For background, I'm looking at a relatively small project: about a mile. That's why one machine that plows and drills /seems/ attractive on the surface....and why more cost for a conduit with a pull tape already in looks better to me than a blowing machine.

On depth I don't really know for sure. Good question. I have a few different conflicting sources.


On 4/6/2016 11:39 AM, Chris Fabien wrote:
You can definitely plow in conduit. If you're going to do it that way you would want to look into blowing in the fiber after all the conduit is placed. This is a nice approach because you can splice/couple conduit very easily so the switch between plow and drill is not a big deal. Then once all the conduit is in the ground and coupled together, you can blow fiber in through the whole run in one shot. The blowing equipment is fairly expensive but I would think you can rent that.
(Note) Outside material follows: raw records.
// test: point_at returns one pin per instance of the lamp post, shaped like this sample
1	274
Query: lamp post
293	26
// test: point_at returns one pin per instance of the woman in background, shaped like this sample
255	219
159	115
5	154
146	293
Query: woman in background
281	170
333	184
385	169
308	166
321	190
Do you have a requirement for how deep you need to be placing your cable? A small plow like that could pull short sections of conduit at 18" or maybe up to 24" deep. If you need to go any deeper you'll need a much larger plow.
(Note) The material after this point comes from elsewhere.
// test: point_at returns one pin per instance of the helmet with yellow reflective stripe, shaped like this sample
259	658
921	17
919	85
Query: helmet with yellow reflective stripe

On Wed, Apr 6, 2016 at 11:31 AM, Adam Moffett <[email protected] <mailto:[email protected]>> wrote:

    That's good advice, thanks.

    I see what you're saying about laying out the whole run at the
    first obstruction and what a pain that would be.
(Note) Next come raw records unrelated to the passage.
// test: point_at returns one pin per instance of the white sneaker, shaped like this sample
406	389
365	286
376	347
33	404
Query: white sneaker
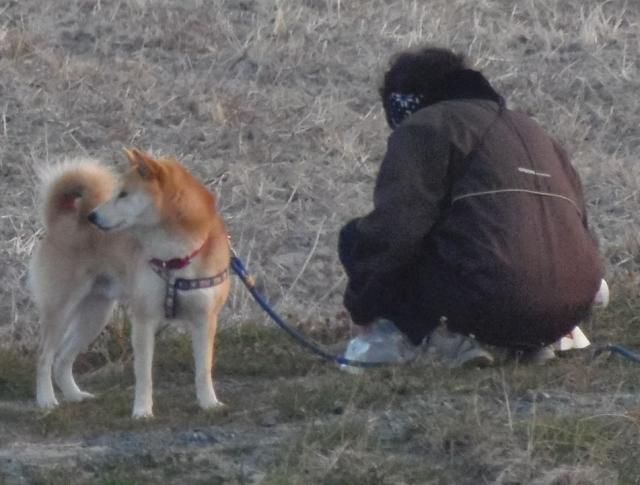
457	350
382	342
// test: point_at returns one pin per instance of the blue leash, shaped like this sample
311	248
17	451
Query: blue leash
240	270
621	350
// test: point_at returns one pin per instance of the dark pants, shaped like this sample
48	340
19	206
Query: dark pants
418	296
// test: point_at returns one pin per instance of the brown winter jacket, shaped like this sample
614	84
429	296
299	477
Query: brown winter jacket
479	216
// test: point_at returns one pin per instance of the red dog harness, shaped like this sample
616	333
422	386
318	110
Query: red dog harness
165	268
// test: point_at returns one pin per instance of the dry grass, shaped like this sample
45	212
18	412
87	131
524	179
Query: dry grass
274	104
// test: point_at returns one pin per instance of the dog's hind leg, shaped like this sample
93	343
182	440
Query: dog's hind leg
52	330
90	318
203	336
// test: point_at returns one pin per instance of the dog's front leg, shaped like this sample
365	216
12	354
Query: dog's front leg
143	339
203	336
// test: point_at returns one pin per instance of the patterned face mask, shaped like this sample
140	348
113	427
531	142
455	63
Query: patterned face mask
402	105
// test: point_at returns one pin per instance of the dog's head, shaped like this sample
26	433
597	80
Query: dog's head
139	198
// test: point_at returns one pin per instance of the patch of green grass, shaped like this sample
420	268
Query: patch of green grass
260	351
591	439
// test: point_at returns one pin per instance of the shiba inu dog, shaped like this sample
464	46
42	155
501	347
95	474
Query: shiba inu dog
153	240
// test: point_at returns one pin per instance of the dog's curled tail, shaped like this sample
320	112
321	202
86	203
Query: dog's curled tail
74	187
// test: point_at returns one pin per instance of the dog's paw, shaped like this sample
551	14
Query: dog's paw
142	414
79	396
47	403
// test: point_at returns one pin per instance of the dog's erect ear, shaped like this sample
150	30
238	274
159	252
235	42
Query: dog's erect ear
146	166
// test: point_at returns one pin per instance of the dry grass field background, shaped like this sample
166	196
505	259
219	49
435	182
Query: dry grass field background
274	104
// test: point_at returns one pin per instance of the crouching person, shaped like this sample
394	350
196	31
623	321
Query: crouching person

    I pictured plowing in an HDPE conduit with a pull tape in it
    rather than plowing cable directly into the ground.  So I'd be
    pulling the entire run off a reel trailer either way.  At the
    moment this project exists mostly in my imagination so if plowing
    in conduit is a dumb idea, this would be a perfect time to tell
    me. :)




        The discussion about whether you should drill or plow a
        certain stretch is subjective. Remember that every time you
        plow and need to go under an obstacle you have to figure 8 the
        whole cable run, or cut and have a splice point there. That
        can be a lot of labor if you're trying to keep a long run
        intact. Personally, when we are running in a rural area, if we
        have driveways every 200-400ft we drill that area. If we can
        go 800ft or more without obstructions then we plow that.